If the goods appear damaged, do not accept them until you can provide written confirmation.
If the goods are delivered in a container, the responsible official should immediately check the container and the seals.
If the seals are broken or missing, they must mention this on the delivery form and keep any broken seals aside for later.
If there is any apparent damage or loss, the official should ask the shipping company to examine it and then file a claim for the damage or loss.
If damage or loss is found later, the shipping company should be informed in writing within 3 days of receiving the goods.
The consignees should familiarise themselves with the port's rules where the goods are being delivered.

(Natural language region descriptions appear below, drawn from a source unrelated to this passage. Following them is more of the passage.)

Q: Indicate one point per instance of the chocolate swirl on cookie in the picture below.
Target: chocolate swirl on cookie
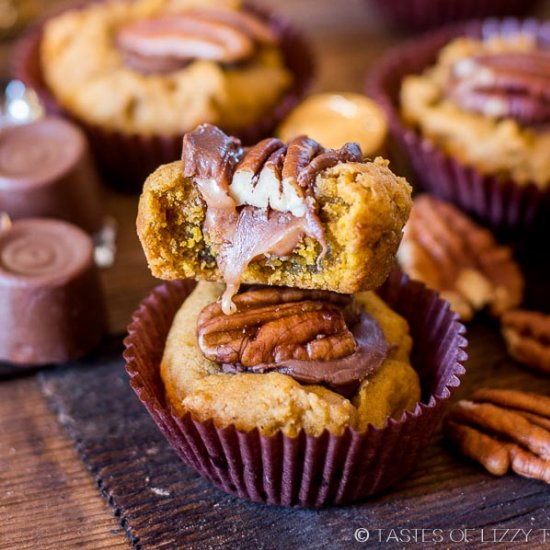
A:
(169, 42)
(258, 201)
(316, 337)
(508, 85)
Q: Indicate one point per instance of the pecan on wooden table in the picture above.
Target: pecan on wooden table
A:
(504, 430)
(527, 336)
(447, 251)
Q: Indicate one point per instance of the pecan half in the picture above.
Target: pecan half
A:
(527, 336)
(503, 430)
(167, 42)
(300, 333)
(513, 84)
(276, 324)
(450, 253)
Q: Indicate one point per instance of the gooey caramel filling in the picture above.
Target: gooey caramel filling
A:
(258, 201)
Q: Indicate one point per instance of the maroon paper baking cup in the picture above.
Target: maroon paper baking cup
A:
(511, 208)
(305, 470)
(421, 15)
(125, 160)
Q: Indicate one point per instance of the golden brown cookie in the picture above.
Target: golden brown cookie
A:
(276, 401)
(363, 207)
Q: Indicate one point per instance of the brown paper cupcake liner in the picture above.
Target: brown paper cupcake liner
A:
(304, 470)
(420, 15)
(125, 160)
(507, 206)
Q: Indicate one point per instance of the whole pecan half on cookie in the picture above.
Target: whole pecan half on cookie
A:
(446, 250)
(276, 324)
(512, 84)
(527, 336)
(314, 336)
(504, 430)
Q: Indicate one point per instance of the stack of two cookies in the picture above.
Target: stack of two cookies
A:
(282, 376)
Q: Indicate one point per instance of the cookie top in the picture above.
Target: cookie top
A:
(292, 214)
(486, 103)
(173, 64)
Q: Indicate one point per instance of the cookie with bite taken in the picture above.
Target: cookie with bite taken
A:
(293, 214)
(281, 375)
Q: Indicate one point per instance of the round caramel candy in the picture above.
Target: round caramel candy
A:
(51, 304)
(46, 171)
(334, 119)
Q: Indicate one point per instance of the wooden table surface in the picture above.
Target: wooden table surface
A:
(47, 497)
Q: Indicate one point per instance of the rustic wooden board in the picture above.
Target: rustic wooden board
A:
(47, 498)
(163, 503)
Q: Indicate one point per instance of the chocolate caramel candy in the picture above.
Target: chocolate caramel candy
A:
(46, 171)
(51, 304)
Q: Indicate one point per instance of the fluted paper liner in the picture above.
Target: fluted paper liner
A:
(304, 470)
(419, 15)
(125, 160)
(508, 206)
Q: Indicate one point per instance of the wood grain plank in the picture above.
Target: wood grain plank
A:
(48, 500)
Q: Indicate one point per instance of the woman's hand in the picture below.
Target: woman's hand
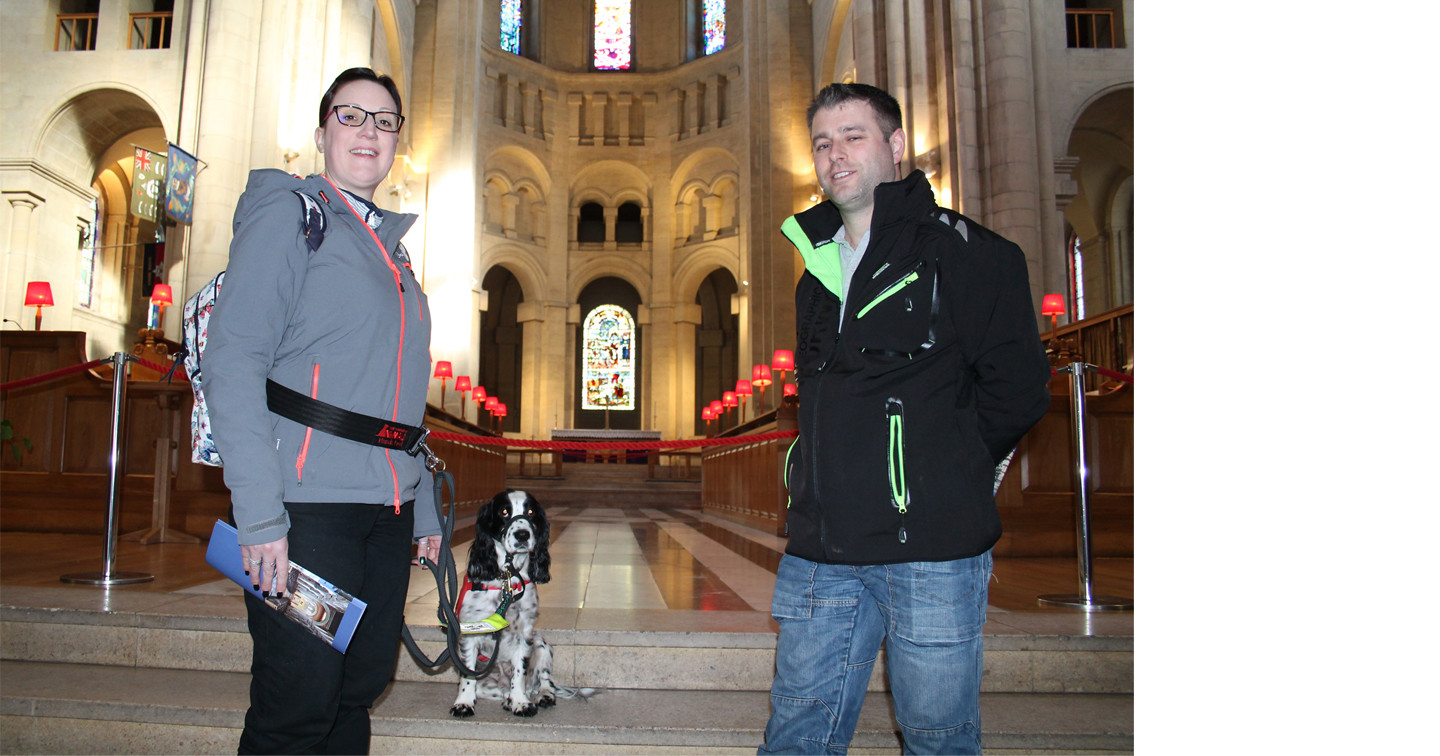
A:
(265, 562)
(426, 549)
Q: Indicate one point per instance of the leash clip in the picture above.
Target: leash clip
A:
(432, 462)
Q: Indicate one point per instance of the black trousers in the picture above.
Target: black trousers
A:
(307, 697)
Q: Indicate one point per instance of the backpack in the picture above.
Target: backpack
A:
(196, 326)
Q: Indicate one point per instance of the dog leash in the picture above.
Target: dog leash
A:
(447, 585)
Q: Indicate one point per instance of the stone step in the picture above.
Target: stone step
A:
(52, 707)
(206, 632)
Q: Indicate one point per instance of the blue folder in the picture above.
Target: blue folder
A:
(223, 555)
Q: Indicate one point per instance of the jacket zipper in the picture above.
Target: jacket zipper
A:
(399, 353)
(894, 461)
(304, 448)
(890, 291)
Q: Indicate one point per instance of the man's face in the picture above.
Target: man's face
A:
(853, 156)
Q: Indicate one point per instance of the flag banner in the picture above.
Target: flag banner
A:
(149, 185)
(180, 186)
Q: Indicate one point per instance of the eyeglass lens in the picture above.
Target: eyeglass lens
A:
(354, 117)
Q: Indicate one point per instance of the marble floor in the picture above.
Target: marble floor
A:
(617, 569)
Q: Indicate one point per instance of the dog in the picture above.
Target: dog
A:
(509, 559)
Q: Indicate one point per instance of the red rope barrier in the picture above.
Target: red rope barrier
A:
(618, 444)
(1112, 373)
(54, 375)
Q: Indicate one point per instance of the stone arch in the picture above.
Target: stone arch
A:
(522, 264)
(614, 267)
(1102, 141)
(697, 265)
(92, 120)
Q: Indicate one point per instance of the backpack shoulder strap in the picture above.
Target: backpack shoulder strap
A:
(311, 221)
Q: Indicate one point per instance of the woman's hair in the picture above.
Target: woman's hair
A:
(354, 75)
(887, 110)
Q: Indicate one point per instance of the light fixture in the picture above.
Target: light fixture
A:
(761, 378)
(444, 372)
(1053, 306)
(160, 297)
(462, 386)
(38, 294)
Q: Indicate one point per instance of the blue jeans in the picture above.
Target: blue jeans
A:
(833, 618)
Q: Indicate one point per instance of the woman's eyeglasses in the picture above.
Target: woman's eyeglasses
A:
(354, 117)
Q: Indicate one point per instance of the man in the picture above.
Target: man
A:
(919, 367)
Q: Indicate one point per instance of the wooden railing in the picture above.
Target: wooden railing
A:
(743, 483)
(61, 483)
(1089, 28)
(1106, 340)
(75, 30)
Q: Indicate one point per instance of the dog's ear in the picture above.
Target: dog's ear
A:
(540, 555)
(483, 563)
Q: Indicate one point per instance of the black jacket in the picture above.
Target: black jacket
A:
(933, 379)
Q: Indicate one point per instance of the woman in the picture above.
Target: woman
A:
(320, 298)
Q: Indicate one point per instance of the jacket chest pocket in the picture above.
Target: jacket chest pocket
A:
(899, 316)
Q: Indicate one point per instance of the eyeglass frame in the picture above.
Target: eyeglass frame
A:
(367, 114)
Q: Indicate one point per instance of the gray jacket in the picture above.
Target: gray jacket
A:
(346, 324)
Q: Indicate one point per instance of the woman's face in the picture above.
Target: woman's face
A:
(357, 159)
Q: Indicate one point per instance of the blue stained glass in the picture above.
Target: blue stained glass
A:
(612, 35)
(510, 20)
(714, 26)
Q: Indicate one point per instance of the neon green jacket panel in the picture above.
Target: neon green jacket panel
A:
(822, 264)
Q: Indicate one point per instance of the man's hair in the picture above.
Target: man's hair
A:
(837, 94)
(356, 75)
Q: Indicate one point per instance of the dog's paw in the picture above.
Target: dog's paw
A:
(520, 709)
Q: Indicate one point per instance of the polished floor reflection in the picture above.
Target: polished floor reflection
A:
(637, 568)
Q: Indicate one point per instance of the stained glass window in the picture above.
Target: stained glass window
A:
(713, 29)
(612, 35)
(510, 20)
(609, 359)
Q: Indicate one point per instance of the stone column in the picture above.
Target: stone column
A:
(12, 288)
(622, 107)
(686, 320)
(1010, 113)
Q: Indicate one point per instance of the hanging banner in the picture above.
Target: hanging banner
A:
(149, 185)
(180, 185)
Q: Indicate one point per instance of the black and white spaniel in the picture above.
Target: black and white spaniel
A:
(509, 559)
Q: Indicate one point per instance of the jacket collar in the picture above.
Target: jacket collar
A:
(812, 232)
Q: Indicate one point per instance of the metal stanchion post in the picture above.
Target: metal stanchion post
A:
(1085, 599)
(108, 576)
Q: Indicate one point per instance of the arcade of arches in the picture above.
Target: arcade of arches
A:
(546, 186)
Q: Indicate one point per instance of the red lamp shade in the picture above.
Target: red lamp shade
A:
(38, 294)
(162, 295)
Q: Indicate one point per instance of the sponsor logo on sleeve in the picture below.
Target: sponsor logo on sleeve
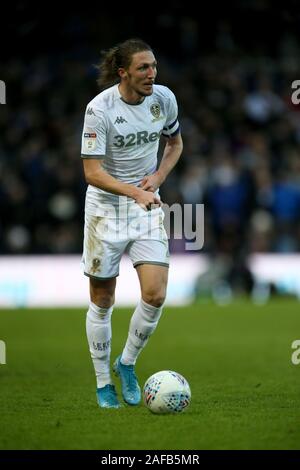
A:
(90, 140)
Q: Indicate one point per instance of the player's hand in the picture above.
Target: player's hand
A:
(147, 200)
(151, 182)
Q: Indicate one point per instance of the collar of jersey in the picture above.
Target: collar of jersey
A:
(124, 101)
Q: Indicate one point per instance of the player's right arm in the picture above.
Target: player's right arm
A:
(97, 176)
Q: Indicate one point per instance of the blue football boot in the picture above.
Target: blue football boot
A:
(107, 397)
(130, 388)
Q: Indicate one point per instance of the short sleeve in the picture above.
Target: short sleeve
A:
(93, 142)
(171, 126)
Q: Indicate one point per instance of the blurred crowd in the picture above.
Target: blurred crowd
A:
(241, 135)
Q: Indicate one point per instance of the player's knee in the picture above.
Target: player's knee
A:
(154, 298)
(102, 300)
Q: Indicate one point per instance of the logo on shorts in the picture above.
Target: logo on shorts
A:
(96, 265)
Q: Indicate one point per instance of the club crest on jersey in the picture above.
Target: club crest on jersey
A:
(155, 111)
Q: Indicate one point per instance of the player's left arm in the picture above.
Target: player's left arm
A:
(171, 155)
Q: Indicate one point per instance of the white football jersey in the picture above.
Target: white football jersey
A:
(126, 138)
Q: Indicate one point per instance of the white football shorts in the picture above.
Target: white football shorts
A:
(143, 237)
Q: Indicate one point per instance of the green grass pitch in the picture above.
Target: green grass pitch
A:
(237, 359)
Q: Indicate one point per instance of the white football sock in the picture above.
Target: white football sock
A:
(98, 330)
(143, 322)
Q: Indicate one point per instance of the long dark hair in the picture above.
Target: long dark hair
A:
(116, 57)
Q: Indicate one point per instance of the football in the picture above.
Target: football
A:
(166, 392)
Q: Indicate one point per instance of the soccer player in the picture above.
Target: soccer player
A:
(122, 128)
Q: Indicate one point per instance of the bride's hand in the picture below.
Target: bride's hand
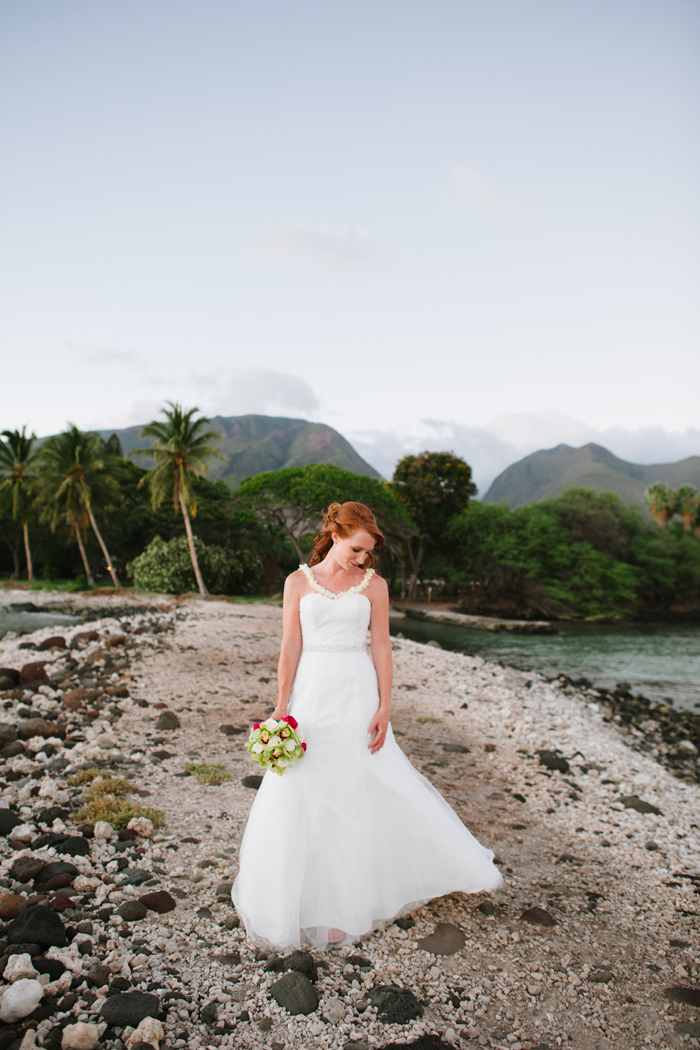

Documents Required to Raise Claim Under Marine Insurance
Given below are the documents needed to file a claim under marine insurance:
Original policy or marine insurance certificate
Original Bill of Lading and/or another contract of carriage.
Original copy of shipping invoices, with the packing list and/or weighment notes.
Landing remarks/account and weighment notes at the final destination
The survey report and other documentary evidence, if available, show the extent of the loss or damage.
Correspondence exchanged with the carriers and other parties regarding their liability for the loss or damage.
To enable claims to be dealt with promptly, the assured or their agents are advised to submit all the supporting documents without delay, including the items mentioned above.